Last week, South Carolina Sen. Tim Scott announced the creation of an exploratory committee to run for president in 2024. Scott is the only Republican African American in the Senate.
The 2020 Republican presidential primary seems destined to be a titanic battle between former president Donald Trump and Ron DeSantis, the governor of Florida.
Why would any presidential hopeful enter this race between King Kong and Godzilla, when they would be nothing, but a mouse trampled to death by the two behemoths?
Most Republican presidential candidates enter the 2024 race knowing they have little to no chance of winning, they have other motives for entering the fray. They may be auditioning to be the winner’s running mate; they hope to do just well enough to be perceived as a viable vice president. Others are expecting to become part of the eventual nominee’s Cabinet, and the rest believe that their quixotic campaign will burnish their brand name and help them to sell books and land lucrative speaking engagements.

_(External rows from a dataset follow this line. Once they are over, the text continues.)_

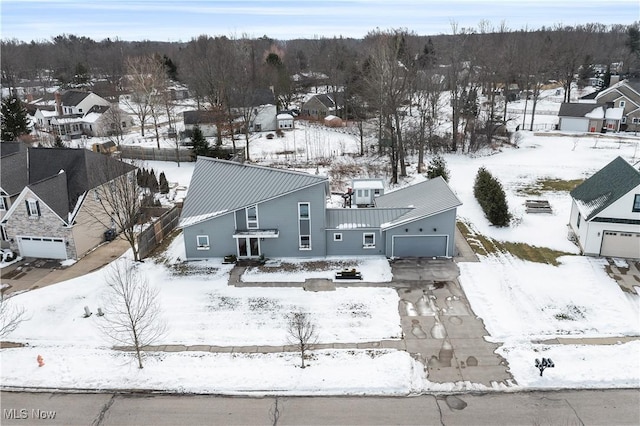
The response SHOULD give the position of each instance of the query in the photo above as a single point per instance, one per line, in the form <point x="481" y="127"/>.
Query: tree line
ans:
<point x="395" y="78"/>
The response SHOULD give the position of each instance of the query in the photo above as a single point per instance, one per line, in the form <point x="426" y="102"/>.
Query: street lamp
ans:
<point x="541" y="365"/>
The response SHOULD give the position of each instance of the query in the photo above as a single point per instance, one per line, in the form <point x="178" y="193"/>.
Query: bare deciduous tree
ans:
<point x="132" y="312"/>
<point x="301" y="332"/>
<point x="118" y="201"/>
<point x="10" y="316"/>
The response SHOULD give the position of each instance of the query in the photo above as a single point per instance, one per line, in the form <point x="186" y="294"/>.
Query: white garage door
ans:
<point x="419" y="246"/>
<point x="620" y="244"/>
<point x="42" y="247"/>
<point x="574" y="124"/>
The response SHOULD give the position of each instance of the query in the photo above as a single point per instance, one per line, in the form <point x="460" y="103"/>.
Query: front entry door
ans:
<point x="248" y="247"/>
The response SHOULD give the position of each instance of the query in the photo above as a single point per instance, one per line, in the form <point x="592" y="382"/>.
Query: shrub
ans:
<point x="437" y="167"/>
<point x="491" y="197"/>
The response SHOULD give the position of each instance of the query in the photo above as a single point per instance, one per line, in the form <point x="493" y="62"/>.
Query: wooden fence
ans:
<point x="155" y="154"/>
<point x="153" y="235"/>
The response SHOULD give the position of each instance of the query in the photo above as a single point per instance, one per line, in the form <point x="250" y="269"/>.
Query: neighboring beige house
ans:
<point x="56" y="214"/>
<point x="625" y="95"/>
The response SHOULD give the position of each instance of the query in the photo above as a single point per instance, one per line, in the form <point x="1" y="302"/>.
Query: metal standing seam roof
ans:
<point x="362" y="218"/>
<point x="219" y="187"/>
<point x="425" y="199"/>
<point x="605" y="187"/>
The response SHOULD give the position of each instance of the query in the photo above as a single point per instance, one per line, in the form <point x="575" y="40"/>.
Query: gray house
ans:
<point x="250" y="211"/>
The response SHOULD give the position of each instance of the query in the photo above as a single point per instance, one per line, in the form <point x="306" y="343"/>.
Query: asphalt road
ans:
<point x="587" y="407"/>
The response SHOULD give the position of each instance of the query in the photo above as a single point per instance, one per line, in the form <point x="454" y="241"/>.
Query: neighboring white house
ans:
<point x="285" y="121"/>
<point x="365" y="191"/>
<point x="605" y="212"/>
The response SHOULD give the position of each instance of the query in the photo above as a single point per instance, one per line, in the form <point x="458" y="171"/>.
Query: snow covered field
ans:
<point x="519" y="301"/>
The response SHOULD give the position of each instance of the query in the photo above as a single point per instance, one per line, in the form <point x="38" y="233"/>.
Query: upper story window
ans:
<point x="303" y="211"/>
<point x="252" y="217"/>
<point x="33" y="208"/>
<point x="636" y="203"/>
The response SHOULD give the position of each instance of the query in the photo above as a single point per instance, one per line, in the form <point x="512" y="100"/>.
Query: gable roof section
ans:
<point x="605" y="187"/>
<point x="83" y="170"/>
<point x="13" y="167"/>
<point x="425" y="199"/>
<point x="577" y="110"/>
<point x="363" y="218"/>
<point x="218" y="187"/>
<point x="73" y="97"/>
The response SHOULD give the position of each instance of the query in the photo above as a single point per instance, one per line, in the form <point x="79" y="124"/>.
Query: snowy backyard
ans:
<point x="521" y="302"/>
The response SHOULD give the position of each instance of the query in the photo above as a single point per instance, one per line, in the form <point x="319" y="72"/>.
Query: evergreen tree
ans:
<point x="15" y="122"/>
<point x="200" y="144"/>
<point x="164" y="185"/>
<point x="153" y="182"/>
<point x="438" y="167"/>
<point x="491" y="197"/>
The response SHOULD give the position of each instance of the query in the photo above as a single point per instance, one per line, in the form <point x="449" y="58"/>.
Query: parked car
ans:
<point x="7" y="255"/>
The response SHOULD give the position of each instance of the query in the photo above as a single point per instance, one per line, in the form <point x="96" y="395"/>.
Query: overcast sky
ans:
<point x="181" y="20"/>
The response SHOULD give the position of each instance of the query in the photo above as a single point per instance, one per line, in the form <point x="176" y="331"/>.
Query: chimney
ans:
<point x="58" y="103"/>
<point x="615" y="79"/>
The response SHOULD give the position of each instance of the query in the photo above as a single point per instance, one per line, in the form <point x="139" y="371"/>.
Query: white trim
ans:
<point x="252" y="222"/>
<point x="364" y="239"/>
<point x="205" y="246"/>
<point x="393" y="238"/>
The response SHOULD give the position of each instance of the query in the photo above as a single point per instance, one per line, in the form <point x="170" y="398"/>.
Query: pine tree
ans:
<point x="200" y="144"/>
<point x="153" y="182"/>
<point x="15" y="122"/>
<point x="164" y="185"/>
<point x="438" y="167"/>
<point x="491" y="197"/>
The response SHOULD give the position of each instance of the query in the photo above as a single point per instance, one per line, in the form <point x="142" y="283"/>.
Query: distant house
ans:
<point x="79" y="113"/>
<point x="320" y="106"/>
<point x="625" y="95"/>
<point x="365" y="191"/>
<point x="605" y="212"/>
<point x="589" y="117"/>
<point x="252" y="211"/>
<point x="204" y="119"/>
<point x="285" y="121"/>
<point x="53" y="199"/>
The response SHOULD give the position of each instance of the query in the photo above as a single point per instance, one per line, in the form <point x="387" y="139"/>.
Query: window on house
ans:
<point x="252" y="217"/>
<point x="303" y="211"/>
<point x="304" y="226"/>
<point x="369" y="240"/>
<point x="33" y="208"/>
<point x="636" y="203"/>
<point x="202" y="242"/>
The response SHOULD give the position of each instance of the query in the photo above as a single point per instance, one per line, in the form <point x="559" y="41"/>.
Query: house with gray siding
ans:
<point x="54" y="209"/>
<point x="252" y="211"/>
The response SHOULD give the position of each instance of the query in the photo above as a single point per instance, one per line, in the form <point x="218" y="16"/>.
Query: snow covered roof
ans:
<point x="425" y="199"/>
<point x="605" y="187"/>
<point x="220" y="186"/>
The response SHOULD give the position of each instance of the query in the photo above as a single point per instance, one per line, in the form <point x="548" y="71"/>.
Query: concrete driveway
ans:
<point x="30" y="273"/>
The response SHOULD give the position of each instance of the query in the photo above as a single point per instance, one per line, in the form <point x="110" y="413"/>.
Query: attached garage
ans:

Scott is cognizant that as a black man he has little chance of becoming the Republican presidential nominee of a party riddled with racism. He would never leave his influential perch on the Senate to join an administration, and he doesn’t need the publicity of running for president to increase his value as an author or a speaker.
Scott is running for president hoping that the winner, which he expects to be Trump, will choose him as his running mate. During Trump’s administration, Scott frequently appeared by the president’s side, gratuitously flashing his Uncle Tom smile. Scott would be comfortable in the subservient role as the vice president of a narcissist egomaniac.
Scott knows that the only way he will become president is if Trump chooses him as his running mate, they win the general election, and then the morbidly obese septuagenarian dies while in office.